A photo of Parramatta forward Shaun Lane on social media with a bag of white powder, reportedly during Manly's end-of-season celebrations last year, has again shone the spotlight on player conduct and sparked renewed debate about the need for such shenanigans.
"I don't think Mad Monday needs a re-design. I think players' behaviour needs a re-design," Marshall told Fox Sports.
"Times are changing and, as players, I feel like we're changing with it.

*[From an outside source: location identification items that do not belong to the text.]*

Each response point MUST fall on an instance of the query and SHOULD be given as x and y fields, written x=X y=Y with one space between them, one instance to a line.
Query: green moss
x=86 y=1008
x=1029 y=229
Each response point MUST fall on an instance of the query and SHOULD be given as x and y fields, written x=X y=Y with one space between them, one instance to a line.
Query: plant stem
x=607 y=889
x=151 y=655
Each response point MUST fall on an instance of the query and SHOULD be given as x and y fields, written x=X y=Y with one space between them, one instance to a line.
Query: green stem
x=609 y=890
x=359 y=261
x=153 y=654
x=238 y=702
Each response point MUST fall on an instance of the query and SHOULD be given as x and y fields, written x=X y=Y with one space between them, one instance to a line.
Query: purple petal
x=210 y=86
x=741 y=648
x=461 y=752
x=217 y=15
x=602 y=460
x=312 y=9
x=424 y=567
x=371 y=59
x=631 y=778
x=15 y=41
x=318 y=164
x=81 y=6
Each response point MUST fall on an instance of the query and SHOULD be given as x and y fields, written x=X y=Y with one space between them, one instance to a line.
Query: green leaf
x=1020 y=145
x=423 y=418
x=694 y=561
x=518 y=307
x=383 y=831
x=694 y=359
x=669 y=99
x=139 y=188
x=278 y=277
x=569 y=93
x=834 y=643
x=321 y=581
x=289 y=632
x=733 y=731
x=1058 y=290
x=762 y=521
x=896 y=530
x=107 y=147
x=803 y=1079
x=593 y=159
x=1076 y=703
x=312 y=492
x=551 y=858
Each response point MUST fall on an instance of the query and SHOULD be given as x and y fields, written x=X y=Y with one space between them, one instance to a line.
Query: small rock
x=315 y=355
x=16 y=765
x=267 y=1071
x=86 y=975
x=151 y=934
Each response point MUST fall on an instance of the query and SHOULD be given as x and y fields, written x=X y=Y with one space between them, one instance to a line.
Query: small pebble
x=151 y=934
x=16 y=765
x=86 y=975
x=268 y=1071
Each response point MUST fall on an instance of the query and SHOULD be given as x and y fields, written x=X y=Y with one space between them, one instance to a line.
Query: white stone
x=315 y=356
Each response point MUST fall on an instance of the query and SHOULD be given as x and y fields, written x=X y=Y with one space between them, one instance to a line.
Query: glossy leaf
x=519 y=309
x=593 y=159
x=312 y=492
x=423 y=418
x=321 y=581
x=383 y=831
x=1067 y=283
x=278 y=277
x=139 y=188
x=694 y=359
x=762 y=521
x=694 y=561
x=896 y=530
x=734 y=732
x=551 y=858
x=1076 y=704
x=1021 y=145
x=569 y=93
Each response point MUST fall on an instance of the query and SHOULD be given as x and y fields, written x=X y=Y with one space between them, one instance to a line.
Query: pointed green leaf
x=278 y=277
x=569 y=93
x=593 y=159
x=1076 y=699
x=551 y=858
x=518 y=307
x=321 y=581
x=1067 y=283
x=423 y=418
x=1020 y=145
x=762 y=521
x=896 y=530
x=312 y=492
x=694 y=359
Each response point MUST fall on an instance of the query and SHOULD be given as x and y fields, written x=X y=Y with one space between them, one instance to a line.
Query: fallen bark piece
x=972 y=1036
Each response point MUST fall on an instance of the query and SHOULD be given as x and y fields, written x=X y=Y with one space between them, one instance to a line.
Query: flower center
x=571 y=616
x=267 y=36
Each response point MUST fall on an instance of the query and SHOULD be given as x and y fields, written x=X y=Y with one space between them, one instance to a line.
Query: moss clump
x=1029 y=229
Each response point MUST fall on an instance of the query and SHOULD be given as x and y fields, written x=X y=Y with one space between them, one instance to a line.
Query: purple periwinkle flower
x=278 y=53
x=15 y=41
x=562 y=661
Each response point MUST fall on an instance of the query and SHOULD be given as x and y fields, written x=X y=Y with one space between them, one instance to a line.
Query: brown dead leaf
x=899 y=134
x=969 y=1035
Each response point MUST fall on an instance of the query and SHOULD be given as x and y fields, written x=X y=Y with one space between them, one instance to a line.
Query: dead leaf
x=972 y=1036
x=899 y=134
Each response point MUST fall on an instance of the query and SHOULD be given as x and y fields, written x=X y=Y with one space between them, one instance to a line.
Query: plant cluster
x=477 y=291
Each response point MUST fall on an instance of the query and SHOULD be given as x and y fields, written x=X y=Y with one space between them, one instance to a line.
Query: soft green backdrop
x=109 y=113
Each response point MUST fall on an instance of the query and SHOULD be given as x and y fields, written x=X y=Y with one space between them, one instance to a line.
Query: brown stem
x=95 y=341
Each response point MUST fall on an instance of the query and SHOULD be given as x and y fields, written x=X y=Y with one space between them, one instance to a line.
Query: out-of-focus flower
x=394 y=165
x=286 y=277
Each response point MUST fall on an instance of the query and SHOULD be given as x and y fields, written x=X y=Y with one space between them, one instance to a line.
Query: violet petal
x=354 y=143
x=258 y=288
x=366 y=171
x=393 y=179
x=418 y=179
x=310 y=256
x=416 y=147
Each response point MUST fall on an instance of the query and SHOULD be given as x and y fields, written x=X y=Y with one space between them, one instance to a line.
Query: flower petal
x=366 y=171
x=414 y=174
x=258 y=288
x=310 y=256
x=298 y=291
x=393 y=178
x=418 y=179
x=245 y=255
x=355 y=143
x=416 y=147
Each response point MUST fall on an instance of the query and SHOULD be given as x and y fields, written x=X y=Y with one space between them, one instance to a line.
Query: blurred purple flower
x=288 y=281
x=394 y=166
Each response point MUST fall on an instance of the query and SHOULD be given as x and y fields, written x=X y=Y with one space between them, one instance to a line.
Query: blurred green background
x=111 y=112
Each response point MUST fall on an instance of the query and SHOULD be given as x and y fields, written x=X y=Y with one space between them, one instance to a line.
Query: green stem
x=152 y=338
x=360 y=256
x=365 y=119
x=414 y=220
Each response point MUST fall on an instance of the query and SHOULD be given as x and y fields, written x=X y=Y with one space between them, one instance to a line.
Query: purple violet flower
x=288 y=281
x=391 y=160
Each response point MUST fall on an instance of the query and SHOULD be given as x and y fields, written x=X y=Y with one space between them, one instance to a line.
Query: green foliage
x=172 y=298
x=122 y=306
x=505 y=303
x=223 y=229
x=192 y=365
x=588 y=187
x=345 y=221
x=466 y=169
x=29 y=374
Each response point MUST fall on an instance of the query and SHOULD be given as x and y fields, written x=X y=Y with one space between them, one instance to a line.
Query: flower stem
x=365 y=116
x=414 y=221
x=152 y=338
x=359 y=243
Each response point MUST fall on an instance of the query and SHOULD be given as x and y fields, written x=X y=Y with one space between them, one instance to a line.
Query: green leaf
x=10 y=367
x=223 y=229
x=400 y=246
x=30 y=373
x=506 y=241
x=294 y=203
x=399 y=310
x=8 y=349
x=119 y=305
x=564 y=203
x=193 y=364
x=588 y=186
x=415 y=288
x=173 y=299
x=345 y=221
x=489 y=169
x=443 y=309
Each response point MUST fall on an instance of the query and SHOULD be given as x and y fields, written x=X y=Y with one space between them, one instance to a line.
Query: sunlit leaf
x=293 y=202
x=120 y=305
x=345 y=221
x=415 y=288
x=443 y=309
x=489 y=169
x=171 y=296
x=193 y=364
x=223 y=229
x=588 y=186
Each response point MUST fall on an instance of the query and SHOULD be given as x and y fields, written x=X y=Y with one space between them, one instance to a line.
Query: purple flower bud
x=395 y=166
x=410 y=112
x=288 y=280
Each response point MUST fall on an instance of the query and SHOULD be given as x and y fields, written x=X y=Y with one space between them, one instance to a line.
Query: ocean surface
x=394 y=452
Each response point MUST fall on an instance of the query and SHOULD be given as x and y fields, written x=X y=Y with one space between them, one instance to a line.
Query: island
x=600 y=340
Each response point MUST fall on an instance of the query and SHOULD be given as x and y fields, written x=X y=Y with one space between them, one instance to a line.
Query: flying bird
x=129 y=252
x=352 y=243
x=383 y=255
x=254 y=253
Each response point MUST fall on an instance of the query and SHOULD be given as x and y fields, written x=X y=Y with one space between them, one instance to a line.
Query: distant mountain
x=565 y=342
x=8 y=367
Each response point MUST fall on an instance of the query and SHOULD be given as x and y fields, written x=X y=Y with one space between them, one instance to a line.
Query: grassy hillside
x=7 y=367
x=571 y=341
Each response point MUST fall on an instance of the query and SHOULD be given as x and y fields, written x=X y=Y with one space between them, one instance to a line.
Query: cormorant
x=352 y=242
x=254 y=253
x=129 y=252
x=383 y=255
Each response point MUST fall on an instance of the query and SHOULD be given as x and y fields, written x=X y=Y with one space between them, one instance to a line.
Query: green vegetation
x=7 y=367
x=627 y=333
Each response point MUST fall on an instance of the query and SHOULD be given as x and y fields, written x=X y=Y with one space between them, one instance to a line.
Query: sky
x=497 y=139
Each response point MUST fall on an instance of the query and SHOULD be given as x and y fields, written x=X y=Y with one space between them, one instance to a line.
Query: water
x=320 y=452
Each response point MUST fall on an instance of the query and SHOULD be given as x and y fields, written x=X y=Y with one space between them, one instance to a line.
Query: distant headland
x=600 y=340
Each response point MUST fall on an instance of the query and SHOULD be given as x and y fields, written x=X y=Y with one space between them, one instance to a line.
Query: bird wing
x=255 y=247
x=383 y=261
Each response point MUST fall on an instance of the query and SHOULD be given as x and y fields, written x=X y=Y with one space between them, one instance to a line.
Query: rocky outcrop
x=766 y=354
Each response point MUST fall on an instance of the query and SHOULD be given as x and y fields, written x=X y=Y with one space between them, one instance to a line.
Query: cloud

We're doing what we can and in this instance this is something you have got to learn from.
"Taking photos and sending them, of stupid things, is a no no."
Marshall, a former world player of the year who remains a pin-up for the code even at 35, admits he was shocked when he first saw the photo of Lane splashed across the front page of a Sydney newspaper on Tuesday.
"I was thinking this is what we don't need leading into the semi-finals - another scandal," he said.
"I think the takeaway for the players from this is, the whole taking photos (of) stupid things, whether it's illegal or not, just how it looks (is bad).
"So that whole point of when you want to take a photo of yourself doing something silly and send it, we've got to be better than that."
But the Wests Tigers premiership-winning hero says confining the game's stars to private functions away from the prying public isn't the way to improve player behaviour.
"Times are changing. You have to change with it," Marshall said.
"So whether that means locking yourself down at a private situation away from people, which you shouldn't have to do, but you want to get together as a team and celebrate what you've done throughout the year.
"Like, it's a tough slog playing for the full season.
"You can't control what other people do. You can't control the guy who's going to come over and try and cause trouble or the people trying to take photos of you being intoxicated. You can't control that.
"If we just address the behaviour, it all goes away".